= Fazenda Jatobá Quilombola Territory =

Quilombo remnant community in Brazil

Fazenda Jatobá is a quilombo remnant community, a traditional Brazilian population, located in the Brazilian municipality of Muquém do São Francisco, in Bahia.  The Fazenda Jatobá community consists of a population of 69 families, distributed across an area of 12,717.262 hectares . The territory was certified as a quilombo remnant (historical remnants of former quilombos) in 2004 by the Palmares Cultural Foundation.

This community had its Technical Identification and Delimitation Report published in 2006 (a stage of land regularization), and received the land title on 21/05/2007 from INCRA.

== Listing ==
The listing of quilombos as protected heritage sites is provided for by the Brazilian Constitution of 1988, requiring only certification by the Palmares Cultural Foundation: Article 216. The following constitute Brazilian cultural heritage: tangible and intangible assets, considered individually or collectively, that are bearers of reference to the identity, actions, and memory of the different groups that formed Brazilian society [...]

§ 5. All documents and sites containing historical reminiscences of the former quilombos are hereby declared protected.Therefore, the quilombola community of Fazenda Jatobá is a Brazilian cultural heritage, given that it received certification as a "historical reminiscence of an old quilombo" from the Palmares Cultural Foundation in 2004.

== Territorial situation ==
Land title (land regularization) allows the community to face fewer difficulties in developing agriculture (such as conflicts over land ownership with farmers in the region where it is located).
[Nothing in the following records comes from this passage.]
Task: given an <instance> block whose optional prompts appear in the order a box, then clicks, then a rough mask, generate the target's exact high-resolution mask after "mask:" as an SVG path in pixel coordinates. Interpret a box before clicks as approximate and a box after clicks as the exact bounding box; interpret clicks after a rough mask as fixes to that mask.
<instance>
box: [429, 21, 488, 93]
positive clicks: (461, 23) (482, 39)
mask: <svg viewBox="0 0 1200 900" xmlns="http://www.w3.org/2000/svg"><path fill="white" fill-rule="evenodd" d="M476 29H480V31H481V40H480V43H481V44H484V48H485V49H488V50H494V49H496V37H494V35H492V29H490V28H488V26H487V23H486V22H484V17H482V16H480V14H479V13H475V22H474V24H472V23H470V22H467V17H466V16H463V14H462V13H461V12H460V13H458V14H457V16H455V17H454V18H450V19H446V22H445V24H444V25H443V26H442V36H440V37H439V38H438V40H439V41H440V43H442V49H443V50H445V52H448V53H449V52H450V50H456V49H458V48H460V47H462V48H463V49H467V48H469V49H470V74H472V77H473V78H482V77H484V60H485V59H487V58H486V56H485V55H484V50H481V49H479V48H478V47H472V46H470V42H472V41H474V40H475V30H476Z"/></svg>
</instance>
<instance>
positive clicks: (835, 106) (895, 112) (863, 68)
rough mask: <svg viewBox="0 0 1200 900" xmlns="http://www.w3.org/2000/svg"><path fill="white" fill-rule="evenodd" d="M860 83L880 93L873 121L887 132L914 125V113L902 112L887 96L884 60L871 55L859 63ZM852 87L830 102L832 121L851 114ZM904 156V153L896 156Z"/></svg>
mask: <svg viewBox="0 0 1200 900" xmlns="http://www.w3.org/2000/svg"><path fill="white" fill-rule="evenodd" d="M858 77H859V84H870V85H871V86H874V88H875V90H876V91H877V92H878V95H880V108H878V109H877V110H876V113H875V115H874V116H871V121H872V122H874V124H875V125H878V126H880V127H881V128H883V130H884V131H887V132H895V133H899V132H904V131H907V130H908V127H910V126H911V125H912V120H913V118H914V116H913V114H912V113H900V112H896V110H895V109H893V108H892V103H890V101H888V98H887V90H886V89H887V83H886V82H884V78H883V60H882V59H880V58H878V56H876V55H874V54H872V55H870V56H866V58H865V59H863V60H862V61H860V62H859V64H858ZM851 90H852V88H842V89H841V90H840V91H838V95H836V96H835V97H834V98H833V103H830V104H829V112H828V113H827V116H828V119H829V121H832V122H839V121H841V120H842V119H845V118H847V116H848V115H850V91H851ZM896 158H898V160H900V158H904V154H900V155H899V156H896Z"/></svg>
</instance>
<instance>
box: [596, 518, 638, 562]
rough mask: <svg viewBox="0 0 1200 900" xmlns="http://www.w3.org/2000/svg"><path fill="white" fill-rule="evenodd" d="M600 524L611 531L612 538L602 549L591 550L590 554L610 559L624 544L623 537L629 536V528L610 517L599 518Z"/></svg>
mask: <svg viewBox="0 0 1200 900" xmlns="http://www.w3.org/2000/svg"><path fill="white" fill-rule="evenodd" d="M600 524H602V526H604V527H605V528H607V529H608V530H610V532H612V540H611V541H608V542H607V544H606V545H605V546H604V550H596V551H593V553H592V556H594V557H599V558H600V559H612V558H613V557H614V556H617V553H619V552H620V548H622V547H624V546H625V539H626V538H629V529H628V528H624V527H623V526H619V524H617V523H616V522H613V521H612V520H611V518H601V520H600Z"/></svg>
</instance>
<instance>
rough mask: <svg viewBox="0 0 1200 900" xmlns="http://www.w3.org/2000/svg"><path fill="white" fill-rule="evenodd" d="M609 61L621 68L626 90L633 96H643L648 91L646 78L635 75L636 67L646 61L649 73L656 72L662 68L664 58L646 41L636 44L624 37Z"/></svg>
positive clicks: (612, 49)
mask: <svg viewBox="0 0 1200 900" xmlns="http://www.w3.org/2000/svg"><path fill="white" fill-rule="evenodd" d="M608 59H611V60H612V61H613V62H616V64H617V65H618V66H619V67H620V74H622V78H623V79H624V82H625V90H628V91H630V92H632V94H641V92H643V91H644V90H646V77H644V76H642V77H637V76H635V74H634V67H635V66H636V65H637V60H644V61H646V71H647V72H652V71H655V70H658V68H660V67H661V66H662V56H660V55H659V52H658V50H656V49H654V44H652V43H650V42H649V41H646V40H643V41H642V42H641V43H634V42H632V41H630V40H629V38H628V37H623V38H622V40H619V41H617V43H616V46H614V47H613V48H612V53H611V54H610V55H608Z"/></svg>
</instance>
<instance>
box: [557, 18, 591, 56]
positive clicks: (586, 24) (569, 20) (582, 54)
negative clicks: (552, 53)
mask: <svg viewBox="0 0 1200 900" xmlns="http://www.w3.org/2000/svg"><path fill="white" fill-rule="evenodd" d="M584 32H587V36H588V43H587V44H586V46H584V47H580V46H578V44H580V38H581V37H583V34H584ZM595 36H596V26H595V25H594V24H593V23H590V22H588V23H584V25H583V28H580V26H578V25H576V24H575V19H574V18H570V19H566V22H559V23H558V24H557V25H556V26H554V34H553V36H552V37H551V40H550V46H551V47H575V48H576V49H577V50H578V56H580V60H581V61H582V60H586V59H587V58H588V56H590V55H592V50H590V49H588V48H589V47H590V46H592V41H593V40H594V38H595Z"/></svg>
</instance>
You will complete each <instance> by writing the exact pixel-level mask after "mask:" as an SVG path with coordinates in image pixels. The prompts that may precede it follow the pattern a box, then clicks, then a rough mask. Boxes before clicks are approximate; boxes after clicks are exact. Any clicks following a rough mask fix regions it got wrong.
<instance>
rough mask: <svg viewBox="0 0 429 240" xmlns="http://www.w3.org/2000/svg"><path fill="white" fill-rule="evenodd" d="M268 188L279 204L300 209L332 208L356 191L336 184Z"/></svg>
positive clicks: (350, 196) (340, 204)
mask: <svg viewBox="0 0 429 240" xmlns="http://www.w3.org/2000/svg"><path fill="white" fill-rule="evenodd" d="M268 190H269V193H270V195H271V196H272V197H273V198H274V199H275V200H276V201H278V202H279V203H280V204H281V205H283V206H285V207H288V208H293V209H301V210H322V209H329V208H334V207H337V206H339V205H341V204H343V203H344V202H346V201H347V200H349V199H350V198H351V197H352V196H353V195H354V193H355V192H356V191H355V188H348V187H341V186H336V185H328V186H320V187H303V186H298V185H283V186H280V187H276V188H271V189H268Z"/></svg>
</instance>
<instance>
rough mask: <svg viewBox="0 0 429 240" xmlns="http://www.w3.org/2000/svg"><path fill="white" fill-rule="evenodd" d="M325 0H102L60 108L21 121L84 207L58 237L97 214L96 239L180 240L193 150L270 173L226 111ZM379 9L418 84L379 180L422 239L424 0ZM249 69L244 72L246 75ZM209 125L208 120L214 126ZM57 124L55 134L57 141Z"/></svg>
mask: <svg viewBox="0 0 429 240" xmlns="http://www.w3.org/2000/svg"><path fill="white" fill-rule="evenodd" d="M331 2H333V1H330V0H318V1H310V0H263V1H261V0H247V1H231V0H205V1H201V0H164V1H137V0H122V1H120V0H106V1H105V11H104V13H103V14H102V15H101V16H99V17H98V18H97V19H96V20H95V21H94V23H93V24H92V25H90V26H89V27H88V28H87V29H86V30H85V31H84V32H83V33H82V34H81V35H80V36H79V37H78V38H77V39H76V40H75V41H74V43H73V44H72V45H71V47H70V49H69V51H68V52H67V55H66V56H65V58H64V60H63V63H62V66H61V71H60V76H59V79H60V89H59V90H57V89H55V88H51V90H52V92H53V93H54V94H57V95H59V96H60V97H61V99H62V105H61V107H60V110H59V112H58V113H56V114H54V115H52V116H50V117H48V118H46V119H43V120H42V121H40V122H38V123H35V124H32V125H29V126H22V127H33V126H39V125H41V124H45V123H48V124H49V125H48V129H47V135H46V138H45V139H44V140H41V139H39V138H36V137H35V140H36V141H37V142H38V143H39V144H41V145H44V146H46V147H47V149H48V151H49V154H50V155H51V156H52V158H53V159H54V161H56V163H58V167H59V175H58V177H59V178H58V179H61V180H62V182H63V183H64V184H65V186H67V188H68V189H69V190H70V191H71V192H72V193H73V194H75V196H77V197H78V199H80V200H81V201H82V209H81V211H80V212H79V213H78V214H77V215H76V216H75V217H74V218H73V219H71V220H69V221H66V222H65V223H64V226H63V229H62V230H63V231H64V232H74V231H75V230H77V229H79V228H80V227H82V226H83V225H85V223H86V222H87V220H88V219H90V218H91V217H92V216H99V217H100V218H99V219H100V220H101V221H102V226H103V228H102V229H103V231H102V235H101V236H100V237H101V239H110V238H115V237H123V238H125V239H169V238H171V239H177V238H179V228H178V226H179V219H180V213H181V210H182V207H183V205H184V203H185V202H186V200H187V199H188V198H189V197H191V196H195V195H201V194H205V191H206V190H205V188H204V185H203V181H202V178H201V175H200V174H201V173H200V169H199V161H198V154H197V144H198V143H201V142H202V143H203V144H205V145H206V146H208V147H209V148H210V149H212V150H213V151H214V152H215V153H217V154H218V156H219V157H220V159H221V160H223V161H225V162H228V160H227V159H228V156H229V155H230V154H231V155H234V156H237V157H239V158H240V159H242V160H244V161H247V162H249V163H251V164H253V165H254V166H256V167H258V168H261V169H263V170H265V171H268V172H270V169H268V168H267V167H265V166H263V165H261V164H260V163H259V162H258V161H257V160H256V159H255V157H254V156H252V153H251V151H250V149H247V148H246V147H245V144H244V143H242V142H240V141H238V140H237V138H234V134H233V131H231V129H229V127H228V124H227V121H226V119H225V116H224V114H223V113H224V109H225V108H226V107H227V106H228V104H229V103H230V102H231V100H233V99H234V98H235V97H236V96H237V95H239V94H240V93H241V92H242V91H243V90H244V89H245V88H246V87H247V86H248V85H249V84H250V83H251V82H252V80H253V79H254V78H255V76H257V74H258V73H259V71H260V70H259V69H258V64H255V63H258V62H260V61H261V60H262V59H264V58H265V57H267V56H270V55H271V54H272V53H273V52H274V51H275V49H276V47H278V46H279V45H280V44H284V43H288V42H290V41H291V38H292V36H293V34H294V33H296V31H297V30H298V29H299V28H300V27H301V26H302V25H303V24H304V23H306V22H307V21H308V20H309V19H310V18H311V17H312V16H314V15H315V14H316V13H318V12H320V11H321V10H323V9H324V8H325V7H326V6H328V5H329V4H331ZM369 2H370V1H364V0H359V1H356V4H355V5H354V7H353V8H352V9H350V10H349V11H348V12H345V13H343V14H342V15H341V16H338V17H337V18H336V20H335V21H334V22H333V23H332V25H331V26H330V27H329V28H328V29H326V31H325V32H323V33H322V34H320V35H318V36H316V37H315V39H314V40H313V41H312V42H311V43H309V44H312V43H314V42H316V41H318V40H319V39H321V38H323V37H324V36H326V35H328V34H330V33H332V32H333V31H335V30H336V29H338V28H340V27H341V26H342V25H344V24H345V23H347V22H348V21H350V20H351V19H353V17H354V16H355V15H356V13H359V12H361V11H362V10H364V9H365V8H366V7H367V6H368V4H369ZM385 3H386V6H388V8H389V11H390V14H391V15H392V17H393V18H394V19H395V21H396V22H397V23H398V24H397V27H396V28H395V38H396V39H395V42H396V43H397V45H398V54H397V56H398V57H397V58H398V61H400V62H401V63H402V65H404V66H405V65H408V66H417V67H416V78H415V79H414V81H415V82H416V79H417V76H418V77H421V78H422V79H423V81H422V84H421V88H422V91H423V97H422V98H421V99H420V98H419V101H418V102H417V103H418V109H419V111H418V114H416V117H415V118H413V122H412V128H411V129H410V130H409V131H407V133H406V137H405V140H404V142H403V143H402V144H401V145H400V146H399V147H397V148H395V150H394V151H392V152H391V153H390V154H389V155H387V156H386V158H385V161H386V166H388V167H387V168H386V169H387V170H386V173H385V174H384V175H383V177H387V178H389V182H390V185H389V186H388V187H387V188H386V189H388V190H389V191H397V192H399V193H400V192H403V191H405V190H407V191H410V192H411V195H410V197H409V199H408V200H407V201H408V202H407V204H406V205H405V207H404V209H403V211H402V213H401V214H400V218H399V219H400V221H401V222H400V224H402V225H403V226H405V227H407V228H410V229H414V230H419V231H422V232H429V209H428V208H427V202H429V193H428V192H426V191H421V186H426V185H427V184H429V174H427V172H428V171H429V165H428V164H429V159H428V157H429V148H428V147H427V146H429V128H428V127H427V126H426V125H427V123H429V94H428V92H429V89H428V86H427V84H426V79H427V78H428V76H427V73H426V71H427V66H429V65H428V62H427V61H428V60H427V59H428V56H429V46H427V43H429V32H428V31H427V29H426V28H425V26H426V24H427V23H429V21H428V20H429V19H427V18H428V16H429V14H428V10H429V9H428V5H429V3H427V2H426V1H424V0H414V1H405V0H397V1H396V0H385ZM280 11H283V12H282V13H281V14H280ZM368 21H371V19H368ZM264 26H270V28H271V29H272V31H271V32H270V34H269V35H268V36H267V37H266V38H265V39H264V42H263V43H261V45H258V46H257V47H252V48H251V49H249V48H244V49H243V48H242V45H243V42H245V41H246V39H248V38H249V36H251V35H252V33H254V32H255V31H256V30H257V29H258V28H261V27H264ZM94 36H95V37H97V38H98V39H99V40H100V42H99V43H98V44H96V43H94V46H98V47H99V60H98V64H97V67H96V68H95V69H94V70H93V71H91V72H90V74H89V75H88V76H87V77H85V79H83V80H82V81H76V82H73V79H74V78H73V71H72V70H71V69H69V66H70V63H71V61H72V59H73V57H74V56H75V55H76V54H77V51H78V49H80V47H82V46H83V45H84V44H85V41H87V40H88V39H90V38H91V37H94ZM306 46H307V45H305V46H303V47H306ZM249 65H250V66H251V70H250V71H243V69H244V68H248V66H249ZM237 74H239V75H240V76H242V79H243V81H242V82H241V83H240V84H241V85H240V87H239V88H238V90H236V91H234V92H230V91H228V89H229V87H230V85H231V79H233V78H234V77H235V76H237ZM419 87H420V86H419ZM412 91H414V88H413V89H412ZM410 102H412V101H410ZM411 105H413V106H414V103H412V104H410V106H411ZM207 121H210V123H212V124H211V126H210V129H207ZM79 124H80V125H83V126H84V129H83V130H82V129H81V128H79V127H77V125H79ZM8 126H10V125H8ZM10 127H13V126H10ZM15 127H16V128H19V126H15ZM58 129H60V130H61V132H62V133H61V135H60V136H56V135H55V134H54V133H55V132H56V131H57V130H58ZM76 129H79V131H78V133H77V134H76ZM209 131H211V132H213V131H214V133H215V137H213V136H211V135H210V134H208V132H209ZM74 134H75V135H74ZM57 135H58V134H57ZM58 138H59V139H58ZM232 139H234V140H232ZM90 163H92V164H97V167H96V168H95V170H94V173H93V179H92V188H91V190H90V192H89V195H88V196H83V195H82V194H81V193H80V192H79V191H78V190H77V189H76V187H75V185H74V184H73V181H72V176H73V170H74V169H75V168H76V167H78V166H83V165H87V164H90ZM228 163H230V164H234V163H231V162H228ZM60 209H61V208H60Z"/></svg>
Traditional Peoples or Traditional Communities are groups that have a culture distinct from the predominant local culture, maintaining a way of life closely linked to the natural environment in which they live.  Through their own forms of social organization, use of territory and natural resources (with a subsistence relationship ), their socio-cultural-religious reproduction utilizes knowledge transmitted orally and in daily practice.